Duval County School Board Member Elizabeth Andersen complained that the increase in state funding “will go through voucher programs and our charter schools,” and not be invested in local district schools.
Andersen clearly does not understand school funding and that probably is one reason the voters fired her Aug. 23. She’s not the only one. The superintendent of schools in Leon County doesn’t get it, either.
Admittedly, school finance is horrendously complicated. Worse, legislators fiddle with the state funding formula every year as various interests try to gain an advantage, so it gets more complicated.
When it was put into effect nearly 75 years ago it was known as the state “equalization” fund.
Each county in Florida is a school district. Some of them have fat tax rolls but relatively few children to educate. In others, it is the reverse.
The intent was to balance out the “pupil rich, property poor” districts and the “property rich, pupil poor,” districts.
Thus, the less affluent districts get more state funds than those that can raise large amounts of money locally.
Liberals have created the myth that schools are underfunded and they also tend to focus on the state funding while ignoring local and federal money spent by the school districts.
Another myth is that school budgets have been slashed. A few years back I looked at every district budget over a 10-year period and not one district had reduced its budget any year during that time. The average increase was about 30 percent over the decade.
Yet another myth is that vouchers “drain money” from the public schools. This is ridiculous and untrue.
Schools get state funds based on the number of students they teach. If a student leaves and goes to another school, the funds go with the child, as they should. It would be lunacy to keep paying a school to teach a child who no longer is enrolled in the school.
One reason vouchers are such a benefit to the public is that the amount is less than the cost of paying a traditional school. Taxpayers actually save money when a child gets a voucher, which averages $7,700.
Furthermore, the purpose of the voucher is to help children, often minorities, trapped in failing government schools have the opportunity to go to a private school of their choice, the same opportunity children from more affluent families always have had. This apparently is not important to the Leon school superintendent.

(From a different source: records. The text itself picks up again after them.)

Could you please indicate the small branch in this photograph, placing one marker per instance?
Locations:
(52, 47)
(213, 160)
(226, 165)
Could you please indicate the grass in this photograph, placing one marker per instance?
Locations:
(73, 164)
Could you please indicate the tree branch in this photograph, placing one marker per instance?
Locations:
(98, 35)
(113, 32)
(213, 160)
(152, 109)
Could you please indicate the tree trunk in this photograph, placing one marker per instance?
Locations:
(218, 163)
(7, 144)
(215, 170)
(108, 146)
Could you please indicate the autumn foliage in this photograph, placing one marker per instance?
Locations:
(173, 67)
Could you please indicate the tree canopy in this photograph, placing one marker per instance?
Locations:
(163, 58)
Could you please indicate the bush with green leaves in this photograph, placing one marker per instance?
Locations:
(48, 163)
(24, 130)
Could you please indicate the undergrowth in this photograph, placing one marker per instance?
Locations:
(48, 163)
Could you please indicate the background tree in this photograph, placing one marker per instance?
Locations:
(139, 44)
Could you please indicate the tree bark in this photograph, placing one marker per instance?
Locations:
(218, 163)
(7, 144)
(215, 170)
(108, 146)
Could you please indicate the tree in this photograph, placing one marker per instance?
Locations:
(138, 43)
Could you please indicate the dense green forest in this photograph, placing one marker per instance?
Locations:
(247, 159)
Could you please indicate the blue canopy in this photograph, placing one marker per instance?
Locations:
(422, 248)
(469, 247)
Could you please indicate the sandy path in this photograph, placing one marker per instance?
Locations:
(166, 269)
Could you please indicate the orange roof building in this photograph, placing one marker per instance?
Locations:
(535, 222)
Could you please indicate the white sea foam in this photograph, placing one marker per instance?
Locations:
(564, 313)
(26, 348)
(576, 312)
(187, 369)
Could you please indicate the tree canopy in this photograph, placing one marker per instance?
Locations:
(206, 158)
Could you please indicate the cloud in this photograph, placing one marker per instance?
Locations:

He would prefer struggling children to remain in schools where they are not getting an education, because they mean revenue to the schools.
Per-pupil funding is up for each of the districts. And even if the scholarship funds did go through the district budgets, as some claim, they would amount to less than 3 percent of the total budgets.
The reason for the fixation on money by the government schools is this:
The more money they get, the more money teachers get. The more money the teachers get, the more money the teacher union gets.
The powerful teacher union lobby uses that massive pile of cash to fund the election campaigns of Democrat Party politicians.
Once in power, those liberal politicians keep the cycle going – with your money.
The local schools are increasing spending by a whopping 26 percent next year. This is before the funds from the new property tax increase kick in — $81 million the first year.
Because more parents have a choice, they are choosing to leave the traditional schools and attend charter schools or private schools.
Based on the state’s school grading system, local schools are improving. There are no F schools and only 7 percent are graded D.
But parents are grading the schools by choosing to leave them. The percentage of school-age children in Jacksonville who attend traditional government schools is dropping.
Not all of those choices have to do with academics. Some relate to school safety, which the local district has misrepresented. In addition, it appears that a growing number of parents are dissatisfied with what they see as a “woke” agenda and want no part of it for their children.